University of Virginia Library


134

“AND THERE WAS NO MORE SEA.”

And there was no more sea:”
So spake the Prophet of the golden lips,
Whose vision, clear and free,
Saw the far depths of that Apocalypse.
From each cavernous deep,
Where storms come not, and tempest wave is dumb,
The forms of them that sleep
Shall rise undying when the Judge shall come.
And then, its history o'er,
The great, wide sea shall flee and pass away,
And many a golden shore,
Long hidden, greet the bright, eternal day.
“No sea!” .... And shall the earth
Lose his loved bride, with all her countless smiles?
Shall that diviner birth
Destroy the beauty of her myriad isles?

135

Shall that rich voice of praise,
Wide Ocean's anthem echoing to her Lord—
That hymn of ancient days,
A thousand parts all met in sweet accord—
Shall that be heard no more?
Shall all the beauty, all the glory flee?
Shall the new earth's rich store
Lack the bright marvels of th' encircling sea?
No!
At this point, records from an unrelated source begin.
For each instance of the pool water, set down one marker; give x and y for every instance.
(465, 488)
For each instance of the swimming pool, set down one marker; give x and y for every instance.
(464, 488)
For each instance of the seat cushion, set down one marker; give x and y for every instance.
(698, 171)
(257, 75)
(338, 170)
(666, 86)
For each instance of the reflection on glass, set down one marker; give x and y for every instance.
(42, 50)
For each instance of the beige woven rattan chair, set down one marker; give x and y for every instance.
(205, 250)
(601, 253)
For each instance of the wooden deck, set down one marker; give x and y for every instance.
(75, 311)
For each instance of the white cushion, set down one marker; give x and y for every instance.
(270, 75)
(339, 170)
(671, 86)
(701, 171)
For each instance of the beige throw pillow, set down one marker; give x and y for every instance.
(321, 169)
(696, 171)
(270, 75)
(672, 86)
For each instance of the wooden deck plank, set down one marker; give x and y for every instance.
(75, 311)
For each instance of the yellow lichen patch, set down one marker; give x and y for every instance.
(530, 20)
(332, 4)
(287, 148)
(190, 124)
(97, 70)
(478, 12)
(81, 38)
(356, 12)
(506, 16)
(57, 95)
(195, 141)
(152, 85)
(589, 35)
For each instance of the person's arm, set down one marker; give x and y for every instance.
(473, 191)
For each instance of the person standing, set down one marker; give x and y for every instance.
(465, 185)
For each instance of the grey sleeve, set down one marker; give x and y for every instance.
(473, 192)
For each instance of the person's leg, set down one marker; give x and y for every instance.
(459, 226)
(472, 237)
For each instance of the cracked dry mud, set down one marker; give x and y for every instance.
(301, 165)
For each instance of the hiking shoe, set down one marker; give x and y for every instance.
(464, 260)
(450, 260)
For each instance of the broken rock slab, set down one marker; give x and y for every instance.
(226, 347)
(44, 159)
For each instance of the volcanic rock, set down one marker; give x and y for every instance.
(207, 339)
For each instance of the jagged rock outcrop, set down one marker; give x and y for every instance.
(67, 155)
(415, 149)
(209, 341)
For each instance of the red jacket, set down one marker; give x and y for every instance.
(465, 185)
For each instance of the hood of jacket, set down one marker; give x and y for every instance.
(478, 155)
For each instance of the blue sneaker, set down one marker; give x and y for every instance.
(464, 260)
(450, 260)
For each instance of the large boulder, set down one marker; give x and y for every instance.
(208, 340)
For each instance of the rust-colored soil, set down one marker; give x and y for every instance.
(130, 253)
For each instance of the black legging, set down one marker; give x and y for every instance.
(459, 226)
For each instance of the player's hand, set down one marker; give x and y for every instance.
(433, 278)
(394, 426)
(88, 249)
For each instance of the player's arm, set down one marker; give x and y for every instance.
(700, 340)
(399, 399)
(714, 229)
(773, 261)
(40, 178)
Far as man may dream
The wondrous glory yet to be revealed,
Still on the eye shall gleam
The emerald waters as a crystal field;
Still on the golden isles
The brightness of the Lord of light shall shine,
And still the countless smiles
Illume the face of that clear hyaline.
Only the drear expanse
Of waters barren, stormy, fathomless,
Shall meet no more our glance,
Shall leave the new-born earth our souls to bless.
No more the treacherous wave
Shall whelm poor wanderers in the homeless deep,

136

The dark and lonely grave
Where thousand shipwrecked souls have slept their sleep.
No more the billows wild
Shall hurl white breakers on the rock-bound coast;
By mightiest spell beguiled,
Slumbers each form of all the monster host.
Leviathan is tamed
Who scorned the waters in his pride of strength;
And now no more is named
Where once he measured all his monstrous length.
But still the ear shall greet
The music of the ever-rippling wave,
And where the waters meet,
The crystal tide the palm-girt shore shall lave.
Crowned high with amaranth grove,
The hills shall rise by man and angels trod;
The ocean of His love
Shall still make glad the city of our God.
When Eden's bowers were green,
We knew not how the four great rivers wound
Those glorious fields between,
Or circling took their wide majestic round

137

To lands renowned of old—
Cush, Asshur, Havilah, whence came the spice,
The onyx, and the gold—
Yet watered still the groves of Paradise.
We know not how the light
Shall flow when neither sun nor moon shall shine;
And yet no shade of night
Shall mar the glory of the blaze divine.
We know not how the streams
Of those great rivers shall flow wide and free;
And yet the Prophet's dreams
Proclaim aloud, “There shall be no more sea.”
We know not ... but the veil
Which hides it from our sight shall one day lift,
And, where in vision pale
As yet the darkness and the storm-clouds drift,
God shall make all things new,
And shoreless sea shall join with sealess shore;
And cleansèd eyes shall view
Might, wisdom, mercy, met for evermore.
April 1865.
 

Compare Bonar's Hymns of Faith and Hope, p. 10.